Assessment is another area where blended learning can make a difference. Picciano explains that today there is a greater demand for educators, in general, at all levels, to provide greater accountability concerning learning goals. Formal assessment techniques such as testing, exams, written assignments and research papers, as well as gauging how much a student contributes to a class discussion or team project can all be facilitated in the online-learning environment and be accurately recorded.

For instance, Picciano points to curriculums in teacher education as a good example of where "there has been a great demand either on the part of accrediting agencies or state education departments to show that your program is, in fact, generating bona-fide high quality teachers." He also mentions that accreditation agencies are beginning to make stronger recommendations throughout higher education in regard to faculty taking a closer look at the nature of their assessment techniques and strategies. "They [accrediting agencies] are not putting the onus on the administration to do assessment. They are basically saying that the administration provide the tools and the overall direction to do assessment, but it is really up to the faculty to do authentic assessment and determine whether or not students are meeting the goals and objectives of their courses."

More Sharing of Resources

Otte also says that once faculty start doing work in blended courses they become more aware of colleagues in the same discipline who are also teaching online, resulting in the growth of "shared teaching resources. And it’s more than giving each other their favorite Web links. They start sharing assignments and develop an interest in creating a Web site for their discipline. Much more exciting things happen, and they happen more rapidly."

Acceptance by Administrations

Otte adds that campus administrators are also increasingly coming on board in strong support of the development of hybrid courses. "Part of it at the administration level is that they want to keep up with things, which I expected. However, I did not expect that the single greatest challenge for CUNY administrators is that we have seen a 7 percent enrollment growth with no accompanying growth in classroom space." The end result is that real estate is at a premium. Since many CUNY classes meet twice a week, the new blended models typically cut physical classroom time in half, saving on physical space, which, in New York City, is a critical issue.

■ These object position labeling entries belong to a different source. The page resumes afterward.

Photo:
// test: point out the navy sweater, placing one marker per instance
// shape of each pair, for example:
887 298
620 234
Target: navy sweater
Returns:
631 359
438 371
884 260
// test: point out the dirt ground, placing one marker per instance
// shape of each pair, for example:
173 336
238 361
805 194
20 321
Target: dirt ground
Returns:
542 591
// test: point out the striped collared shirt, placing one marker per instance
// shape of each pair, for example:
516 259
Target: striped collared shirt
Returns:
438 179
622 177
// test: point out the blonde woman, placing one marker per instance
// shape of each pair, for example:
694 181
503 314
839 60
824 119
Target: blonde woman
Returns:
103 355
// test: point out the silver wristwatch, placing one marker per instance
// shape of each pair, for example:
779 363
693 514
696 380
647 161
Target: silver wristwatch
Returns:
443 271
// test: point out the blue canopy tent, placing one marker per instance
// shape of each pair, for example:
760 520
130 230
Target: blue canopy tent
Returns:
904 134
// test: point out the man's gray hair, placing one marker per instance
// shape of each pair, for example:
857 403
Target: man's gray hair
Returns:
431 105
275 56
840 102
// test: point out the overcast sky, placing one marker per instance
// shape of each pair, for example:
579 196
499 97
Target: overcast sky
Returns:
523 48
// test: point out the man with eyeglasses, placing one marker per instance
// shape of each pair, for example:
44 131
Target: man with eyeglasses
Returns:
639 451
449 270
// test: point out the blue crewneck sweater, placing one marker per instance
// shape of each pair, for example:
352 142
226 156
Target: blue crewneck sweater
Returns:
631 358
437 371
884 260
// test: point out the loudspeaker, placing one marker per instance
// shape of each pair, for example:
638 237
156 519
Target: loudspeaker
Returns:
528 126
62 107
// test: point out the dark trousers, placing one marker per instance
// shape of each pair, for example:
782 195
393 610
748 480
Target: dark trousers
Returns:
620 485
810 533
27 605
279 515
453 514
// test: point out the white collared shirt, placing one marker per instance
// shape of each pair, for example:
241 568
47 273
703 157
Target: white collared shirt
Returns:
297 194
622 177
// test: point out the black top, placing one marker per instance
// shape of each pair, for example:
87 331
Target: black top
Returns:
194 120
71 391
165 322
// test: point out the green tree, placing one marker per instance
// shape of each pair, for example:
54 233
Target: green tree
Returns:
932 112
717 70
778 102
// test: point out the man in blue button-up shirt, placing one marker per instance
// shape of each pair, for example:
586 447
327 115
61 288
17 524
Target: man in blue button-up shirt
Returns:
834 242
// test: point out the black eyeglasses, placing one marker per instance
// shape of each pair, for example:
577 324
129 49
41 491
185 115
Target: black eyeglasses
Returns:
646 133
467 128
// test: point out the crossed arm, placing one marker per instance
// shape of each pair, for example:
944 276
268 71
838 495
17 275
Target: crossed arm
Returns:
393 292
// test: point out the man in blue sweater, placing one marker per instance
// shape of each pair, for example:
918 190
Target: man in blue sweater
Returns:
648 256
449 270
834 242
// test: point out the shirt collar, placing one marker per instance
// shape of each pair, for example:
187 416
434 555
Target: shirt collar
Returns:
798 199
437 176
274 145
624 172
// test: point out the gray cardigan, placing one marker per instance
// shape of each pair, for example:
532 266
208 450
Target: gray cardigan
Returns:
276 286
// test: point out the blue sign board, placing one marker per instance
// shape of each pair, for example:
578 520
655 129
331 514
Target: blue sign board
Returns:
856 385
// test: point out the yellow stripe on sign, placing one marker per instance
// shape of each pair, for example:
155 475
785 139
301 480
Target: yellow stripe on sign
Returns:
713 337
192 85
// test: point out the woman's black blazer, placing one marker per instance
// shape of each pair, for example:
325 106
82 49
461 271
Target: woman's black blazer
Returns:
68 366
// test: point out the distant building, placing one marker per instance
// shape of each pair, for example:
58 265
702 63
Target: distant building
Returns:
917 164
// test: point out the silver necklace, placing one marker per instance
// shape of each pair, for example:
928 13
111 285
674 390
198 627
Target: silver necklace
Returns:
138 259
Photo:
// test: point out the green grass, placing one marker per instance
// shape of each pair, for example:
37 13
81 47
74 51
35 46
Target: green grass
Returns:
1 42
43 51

"The other thing is that administrators find something comforting about hybrids because they don’t feel as threatening (as fully online)," says Otte. "With hybrids, the administration feels more fully integrated with a comfortable, well-established status quo, and that is very important."

The Future of Blended Learning

Overall, Otte explains that evaluations completed on blended learning courses thus far show strong evidence that faculty and students also feel comfortable in this kind of learning environment and that "this is where the activity is spiking. The thing we really won’t have a choice about in the future is whether or not to use technology. It’s going to be a part of the way we teach and the way we learn . . .

"I think the hybrid itself is in its embryonic stages. A lot of this is about buildings and the convenience of an institution and its use of its physical plant. I would not be surprised - and I know there of variants of this that exist today - that the best way to do a hybrid would be to bring people together for a weekend of social bonding (face-to-face) and then turn them loose online for a five or six-week period."